Urinary retention experienced with atropine-diphenoxylate therapy has been associated with the anticholinergic effects on the detrusor muscle.
Psychiatric side effects have included psychiatric and physiologic addiction or abuse.
Psychiatric and physiologic addiction to or abuse of diphenoxylate has been reported. The addition of atropine is meant to discourage deliberate overdosage.
Dermatologic side effects have rarely included inhibition of exocrine sweat glands and dry skin.
The only usual dermatologic side effect from atropine is inhibition of exocrine sweat glands and dry skin. This problem is usually not clinically significant except when perspiration becomes a major factor in body temperature control.
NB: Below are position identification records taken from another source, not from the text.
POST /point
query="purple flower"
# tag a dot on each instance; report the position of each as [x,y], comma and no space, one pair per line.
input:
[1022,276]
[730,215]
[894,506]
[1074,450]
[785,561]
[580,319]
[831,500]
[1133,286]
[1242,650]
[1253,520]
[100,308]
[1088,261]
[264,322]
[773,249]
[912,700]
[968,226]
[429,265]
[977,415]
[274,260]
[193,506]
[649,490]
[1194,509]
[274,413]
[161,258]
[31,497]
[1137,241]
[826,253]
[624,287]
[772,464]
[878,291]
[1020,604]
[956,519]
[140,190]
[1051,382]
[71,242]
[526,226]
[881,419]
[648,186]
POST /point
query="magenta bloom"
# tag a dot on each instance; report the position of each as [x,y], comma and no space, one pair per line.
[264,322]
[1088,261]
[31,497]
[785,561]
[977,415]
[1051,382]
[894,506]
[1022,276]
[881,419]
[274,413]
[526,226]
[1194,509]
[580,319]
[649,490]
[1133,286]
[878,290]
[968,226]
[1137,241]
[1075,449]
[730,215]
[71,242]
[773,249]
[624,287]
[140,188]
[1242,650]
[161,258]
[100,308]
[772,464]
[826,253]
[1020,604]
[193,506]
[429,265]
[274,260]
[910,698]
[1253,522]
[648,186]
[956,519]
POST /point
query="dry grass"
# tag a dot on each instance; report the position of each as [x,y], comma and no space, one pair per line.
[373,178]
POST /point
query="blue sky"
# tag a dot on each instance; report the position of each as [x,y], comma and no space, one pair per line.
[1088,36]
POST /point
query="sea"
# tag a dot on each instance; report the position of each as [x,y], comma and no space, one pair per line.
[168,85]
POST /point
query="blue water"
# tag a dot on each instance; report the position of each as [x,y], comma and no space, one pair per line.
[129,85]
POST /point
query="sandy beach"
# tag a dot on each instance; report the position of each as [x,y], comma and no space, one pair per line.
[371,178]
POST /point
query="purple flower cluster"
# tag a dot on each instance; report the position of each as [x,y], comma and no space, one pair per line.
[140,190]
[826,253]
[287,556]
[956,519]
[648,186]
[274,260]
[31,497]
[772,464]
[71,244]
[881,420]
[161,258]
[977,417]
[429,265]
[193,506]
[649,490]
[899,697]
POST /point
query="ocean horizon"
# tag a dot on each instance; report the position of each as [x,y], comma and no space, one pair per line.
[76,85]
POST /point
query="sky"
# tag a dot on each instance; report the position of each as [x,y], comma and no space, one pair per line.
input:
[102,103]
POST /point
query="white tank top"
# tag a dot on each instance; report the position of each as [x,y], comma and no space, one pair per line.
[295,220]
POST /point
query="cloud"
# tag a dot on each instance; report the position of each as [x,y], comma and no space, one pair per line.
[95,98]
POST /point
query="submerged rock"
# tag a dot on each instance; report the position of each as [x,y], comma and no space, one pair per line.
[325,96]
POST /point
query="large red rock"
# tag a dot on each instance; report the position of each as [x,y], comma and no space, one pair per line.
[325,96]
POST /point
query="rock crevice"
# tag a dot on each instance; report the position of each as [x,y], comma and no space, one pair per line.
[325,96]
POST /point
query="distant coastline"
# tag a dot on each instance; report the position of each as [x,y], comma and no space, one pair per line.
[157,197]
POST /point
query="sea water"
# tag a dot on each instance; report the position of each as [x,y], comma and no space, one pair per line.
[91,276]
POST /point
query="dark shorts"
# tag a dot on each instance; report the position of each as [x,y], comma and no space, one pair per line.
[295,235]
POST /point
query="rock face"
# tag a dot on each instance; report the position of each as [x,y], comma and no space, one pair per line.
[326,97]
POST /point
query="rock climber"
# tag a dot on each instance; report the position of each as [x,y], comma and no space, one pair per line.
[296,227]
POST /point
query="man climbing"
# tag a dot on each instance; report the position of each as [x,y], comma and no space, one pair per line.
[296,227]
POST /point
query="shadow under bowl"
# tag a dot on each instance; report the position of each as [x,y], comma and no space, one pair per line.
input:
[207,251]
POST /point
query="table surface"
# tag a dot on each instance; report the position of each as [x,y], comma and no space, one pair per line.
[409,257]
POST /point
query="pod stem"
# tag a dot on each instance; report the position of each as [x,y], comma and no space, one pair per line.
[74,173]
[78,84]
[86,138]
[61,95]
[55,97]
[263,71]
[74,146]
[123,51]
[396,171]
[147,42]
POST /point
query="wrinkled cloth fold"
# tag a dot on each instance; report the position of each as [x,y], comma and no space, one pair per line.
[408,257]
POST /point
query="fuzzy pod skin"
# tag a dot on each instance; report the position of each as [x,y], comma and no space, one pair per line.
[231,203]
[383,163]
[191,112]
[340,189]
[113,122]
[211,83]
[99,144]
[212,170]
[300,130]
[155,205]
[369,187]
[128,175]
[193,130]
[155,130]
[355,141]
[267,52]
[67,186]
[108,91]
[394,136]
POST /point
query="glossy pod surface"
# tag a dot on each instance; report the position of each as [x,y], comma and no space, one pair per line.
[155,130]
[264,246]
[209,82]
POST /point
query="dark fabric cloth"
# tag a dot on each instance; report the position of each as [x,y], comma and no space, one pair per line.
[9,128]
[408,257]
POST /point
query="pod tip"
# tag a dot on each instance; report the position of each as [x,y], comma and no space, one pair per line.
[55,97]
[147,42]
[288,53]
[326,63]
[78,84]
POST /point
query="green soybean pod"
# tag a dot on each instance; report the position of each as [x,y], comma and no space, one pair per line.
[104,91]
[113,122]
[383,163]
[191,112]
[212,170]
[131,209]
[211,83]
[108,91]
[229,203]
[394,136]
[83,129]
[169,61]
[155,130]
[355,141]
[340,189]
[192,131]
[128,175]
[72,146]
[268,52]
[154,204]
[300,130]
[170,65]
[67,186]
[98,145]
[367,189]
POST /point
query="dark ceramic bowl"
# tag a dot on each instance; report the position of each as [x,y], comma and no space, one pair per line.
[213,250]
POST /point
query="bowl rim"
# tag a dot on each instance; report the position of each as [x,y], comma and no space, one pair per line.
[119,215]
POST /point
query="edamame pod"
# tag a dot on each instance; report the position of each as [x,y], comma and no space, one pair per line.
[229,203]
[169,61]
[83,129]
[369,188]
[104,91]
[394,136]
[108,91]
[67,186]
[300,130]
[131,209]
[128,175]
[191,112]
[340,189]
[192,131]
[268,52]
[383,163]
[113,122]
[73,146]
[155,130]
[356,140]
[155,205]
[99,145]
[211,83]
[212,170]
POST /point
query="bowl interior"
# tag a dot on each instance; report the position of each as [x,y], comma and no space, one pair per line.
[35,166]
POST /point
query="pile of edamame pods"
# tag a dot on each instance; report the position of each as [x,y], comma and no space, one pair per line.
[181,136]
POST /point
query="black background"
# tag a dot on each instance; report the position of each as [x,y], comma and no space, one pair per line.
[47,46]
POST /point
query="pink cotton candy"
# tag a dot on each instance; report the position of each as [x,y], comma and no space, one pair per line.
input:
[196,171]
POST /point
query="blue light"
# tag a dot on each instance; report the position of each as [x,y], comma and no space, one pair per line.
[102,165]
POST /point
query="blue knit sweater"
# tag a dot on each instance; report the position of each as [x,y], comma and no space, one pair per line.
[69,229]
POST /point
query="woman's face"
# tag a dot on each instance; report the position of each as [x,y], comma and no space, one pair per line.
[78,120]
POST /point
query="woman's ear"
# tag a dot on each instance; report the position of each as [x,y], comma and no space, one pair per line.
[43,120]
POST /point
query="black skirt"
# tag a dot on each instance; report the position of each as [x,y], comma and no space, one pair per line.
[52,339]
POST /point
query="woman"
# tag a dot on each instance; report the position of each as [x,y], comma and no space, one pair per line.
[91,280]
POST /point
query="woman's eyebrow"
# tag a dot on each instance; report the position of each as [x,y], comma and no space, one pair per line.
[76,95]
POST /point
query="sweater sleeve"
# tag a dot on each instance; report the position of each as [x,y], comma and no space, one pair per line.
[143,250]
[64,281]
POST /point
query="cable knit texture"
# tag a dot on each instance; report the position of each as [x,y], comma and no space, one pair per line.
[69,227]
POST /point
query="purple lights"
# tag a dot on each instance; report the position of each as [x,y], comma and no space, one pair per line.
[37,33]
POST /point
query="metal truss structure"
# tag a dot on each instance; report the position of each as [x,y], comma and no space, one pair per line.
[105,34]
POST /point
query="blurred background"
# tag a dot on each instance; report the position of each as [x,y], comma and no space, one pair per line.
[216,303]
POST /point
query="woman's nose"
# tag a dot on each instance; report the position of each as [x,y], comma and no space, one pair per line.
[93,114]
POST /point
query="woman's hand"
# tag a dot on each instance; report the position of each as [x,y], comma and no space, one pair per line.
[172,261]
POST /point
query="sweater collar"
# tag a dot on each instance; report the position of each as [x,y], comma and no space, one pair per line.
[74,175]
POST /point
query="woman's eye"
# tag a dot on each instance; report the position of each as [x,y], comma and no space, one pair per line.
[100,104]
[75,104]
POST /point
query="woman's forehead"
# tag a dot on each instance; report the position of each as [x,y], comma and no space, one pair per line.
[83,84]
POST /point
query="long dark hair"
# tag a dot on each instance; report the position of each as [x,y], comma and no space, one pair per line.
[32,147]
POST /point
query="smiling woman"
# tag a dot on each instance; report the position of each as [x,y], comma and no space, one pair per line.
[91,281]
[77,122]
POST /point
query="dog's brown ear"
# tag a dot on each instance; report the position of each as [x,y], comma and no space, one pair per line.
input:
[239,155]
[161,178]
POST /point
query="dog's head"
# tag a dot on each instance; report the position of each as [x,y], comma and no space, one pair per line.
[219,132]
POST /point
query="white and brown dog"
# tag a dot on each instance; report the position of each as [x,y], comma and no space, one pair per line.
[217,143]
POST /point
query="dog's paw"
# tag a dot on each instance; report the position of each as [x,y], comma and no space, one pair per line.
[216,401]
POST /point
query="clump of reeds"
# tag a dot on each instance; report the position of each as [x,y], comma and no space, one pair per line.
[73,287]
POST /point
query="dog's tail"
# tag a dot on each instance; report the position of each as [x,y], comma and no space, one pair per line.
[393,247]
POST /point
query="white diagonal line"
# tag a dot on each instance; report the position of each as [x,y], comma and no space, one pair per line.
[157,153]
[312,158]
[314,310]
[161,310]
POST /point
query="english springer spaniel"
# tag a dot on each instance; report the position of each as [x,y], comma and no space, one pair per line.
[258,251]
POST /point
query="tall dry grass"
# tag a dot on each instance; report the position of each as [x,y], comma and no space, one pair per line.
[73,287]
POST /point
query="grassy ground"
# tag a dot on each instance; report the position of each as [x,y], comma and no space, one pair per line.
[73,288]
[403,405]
Hypersensitivity side effects have included urticaria, pruritus, angioneurotic edema, hypotension, abdominal pain, tachypnea, swelling of the gums, nausea and vomiting. Systemic hypersensitivity reactions to either diphenoxylate or atropine have occurred rarely.
Extremely rare cases of hyperglycemia have been associated with atropine-diphenoxylate overdosage. The mechanism is not known, but is suspected to be increased sympathetic activity due to atropine toxicity.
Metabolic side effects have rarely included hyperglycemia.